An eating disorder is not a genetic disease. There does appear to be a genetic component for activating a drive to create energy deficits in the body; but the reinforcement and perseveration of those behaviors involves the plethora of anthro-psycho-neuro-immuno-endocrinology inputs (APNIE)—translated this terminology refers to the sociocultural, familial, environmental, psychological, neural, immune and endocrine circumstances and status surrounding and within the patient. APNIE inputs will be unique for each patient.
As restriction is not tenable for life, the modulating benefits of practicing restriction start to recede as the damage and negative impacts of energy deficits in the body start to mount. There is usually a moment where the person in the grips of that downward spiral will try to eat, or the body will force her to eat.
In almost all circumstances, that effort (or force) to stop restricting tends to create absolute chaos. All of the emotions, the difficult interactions with others and the inner mental landscape that were filtered through the deadening power of starvation come roaring back. And on top of that, the misidentification of food as threat (the underlying "engine" of restrictive behaviors even if you don't experience that force consciously at all) means that approaching and eating food ratchets up intense and destabilizing levels of panic. For those that attempt to eat normally again, this will be enough to send them back to restriction, disheartened and feeling more helpless and trapped than before. Those who were forced to eat by the body's drive to survive will return to restriction for the same reasons, and inevitably end up in cycles of restriction/reactive eating and eventually bulimic behaviors will surface.
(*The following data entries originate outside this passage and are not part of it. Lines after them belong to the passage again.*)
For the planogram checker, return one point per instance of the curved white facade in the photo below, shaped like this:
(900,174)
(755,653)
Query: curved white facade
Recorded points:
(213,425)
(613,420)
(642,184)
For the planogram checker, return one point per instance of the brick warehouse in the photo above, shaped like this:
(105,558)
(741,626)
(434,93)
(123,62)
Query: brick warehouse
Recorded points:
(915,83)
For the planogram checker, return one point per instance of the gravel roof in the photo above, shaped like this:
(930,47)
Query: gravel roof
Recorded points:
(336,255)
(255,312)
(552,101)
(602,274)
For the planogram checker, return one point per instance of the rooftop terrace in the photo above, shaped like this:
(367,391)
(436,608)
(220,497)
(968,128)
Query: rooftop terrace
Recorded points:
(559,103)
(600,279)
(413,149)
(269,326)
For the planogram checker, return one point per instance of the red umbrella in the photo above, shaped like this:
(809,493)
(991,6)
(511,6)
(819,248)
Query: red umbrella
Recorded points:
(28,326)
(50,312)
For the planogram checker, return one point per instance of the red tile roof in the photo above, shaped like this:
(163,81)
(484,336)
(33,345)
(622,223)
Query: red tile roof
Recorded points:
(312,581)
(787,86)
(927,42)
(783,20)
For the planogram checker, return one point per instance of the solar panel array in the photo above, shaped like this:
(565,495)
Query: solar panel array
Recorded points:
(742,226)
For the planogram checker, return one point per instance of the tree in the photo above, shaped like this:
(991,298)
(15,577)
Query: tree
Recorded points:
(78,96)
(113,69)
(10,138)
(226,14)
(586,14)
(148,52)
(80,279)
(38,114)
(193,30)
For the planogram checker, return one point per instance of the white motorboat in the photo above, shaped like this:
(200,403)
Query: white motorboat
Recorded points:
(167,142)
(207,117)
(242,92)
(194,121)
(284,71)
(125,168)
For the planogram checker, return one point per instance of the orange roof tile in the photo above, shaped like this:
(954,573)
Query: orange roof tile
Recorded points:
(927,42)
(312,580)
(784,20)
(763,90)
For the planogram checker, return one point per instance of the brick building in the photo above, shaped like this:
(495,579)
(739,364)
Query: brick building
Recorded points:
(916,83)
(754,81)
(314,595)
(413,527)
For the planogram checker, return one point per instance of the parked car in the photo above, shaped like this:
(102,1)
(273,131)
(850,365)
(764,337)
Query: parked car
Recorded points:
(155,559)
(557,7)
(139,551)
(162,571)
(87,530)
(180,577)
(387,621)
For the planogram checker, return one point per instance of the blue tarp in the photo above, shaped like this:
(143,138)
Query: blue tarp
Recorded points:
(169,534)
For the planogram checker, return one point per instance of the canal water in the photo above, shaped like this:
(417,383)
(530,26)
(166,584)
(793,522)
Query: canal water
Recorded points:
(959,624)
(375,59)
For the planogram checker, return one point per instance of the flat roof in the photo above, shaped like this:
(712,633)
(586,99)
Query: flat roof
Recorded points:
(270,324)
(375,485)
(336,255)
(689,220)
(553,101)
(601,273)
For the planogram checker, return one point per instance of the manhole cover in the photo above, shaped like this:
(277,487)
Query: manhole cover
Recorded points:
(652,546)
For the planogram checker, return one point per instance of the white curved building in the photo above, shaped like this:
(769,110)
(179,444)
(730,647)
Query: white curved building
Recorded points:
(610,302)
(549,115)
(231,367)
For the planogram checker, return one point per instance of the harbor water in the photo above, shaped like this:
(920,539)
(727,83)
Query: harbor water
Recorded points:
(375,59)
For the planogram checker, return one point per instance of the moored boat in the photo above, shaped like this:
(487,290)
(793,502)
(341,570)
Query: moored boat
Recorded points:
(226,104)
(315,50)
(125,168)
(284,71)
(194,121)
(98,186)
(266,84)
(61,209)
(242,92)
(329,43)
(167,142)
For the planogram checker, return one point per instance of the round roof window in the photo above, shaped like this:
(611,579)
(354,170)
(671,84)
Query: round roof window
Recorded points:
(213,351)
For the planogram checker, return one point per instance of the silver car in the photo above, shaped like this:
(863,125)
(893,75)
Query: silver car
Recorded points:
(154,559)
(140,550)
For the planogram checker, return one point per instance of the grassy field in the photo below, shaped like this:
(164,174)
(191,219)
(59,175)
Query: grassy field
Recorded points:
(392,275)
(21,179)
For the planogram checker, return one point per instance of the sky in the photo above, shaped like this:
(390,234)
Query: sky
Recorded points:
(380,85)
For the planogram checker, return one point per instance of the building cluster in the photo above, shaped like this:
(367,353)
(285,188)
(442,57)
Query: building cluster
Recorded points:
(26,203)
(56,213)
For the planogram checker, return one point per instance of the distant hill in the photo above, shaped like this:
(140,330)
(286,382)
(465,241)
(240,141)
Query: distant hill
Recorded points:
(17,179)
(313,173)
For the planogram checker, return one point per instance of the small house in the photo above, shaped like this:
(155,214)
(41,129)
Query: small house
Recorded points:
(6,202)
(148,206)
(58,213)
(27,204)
To be trapped enacting behaviors that you no longer want to apply generates what is called ego dystonia. I describe it this way in Part V UCSD EDC Review:
As an example, if I have a self-conception that I am not someone who willfully kills living creatures, then my propensity to use a glass and piece of paper to rescue and free spiders, wasps, or other insects that have entered my home aligns with that self-conception. If I accidentally step on an insect in my home, then I will experience ego dystonia— I have behaved in a way I find repugnant in relation to my self-conception. I will likely reduce that cognitive dissonance by rationalizing that it was an accident and perhaps might redouble my efforts to be careful to avoid an accidental insect death by my hands (or feet) in future.
If however, I develop a fear of insects, then I might squash the critters as soon as I happen upon them and I will attempt to deal with the ego dystonic reaction with more intense behaviors of avoidance along with more elaborate rationalizations and excuses for not aligning with my self-conception.
Fear is a ruthless taskmaster if it gets a foothold in your sense of self.
You are not just dealing with the feels-real-but-isn't misidentification of food as a threat; you are also dealing with ambivalence created by ego dystonia where you still hope to experience the benefits of restriction without the progressive damage of using those behaviors to cope with your life.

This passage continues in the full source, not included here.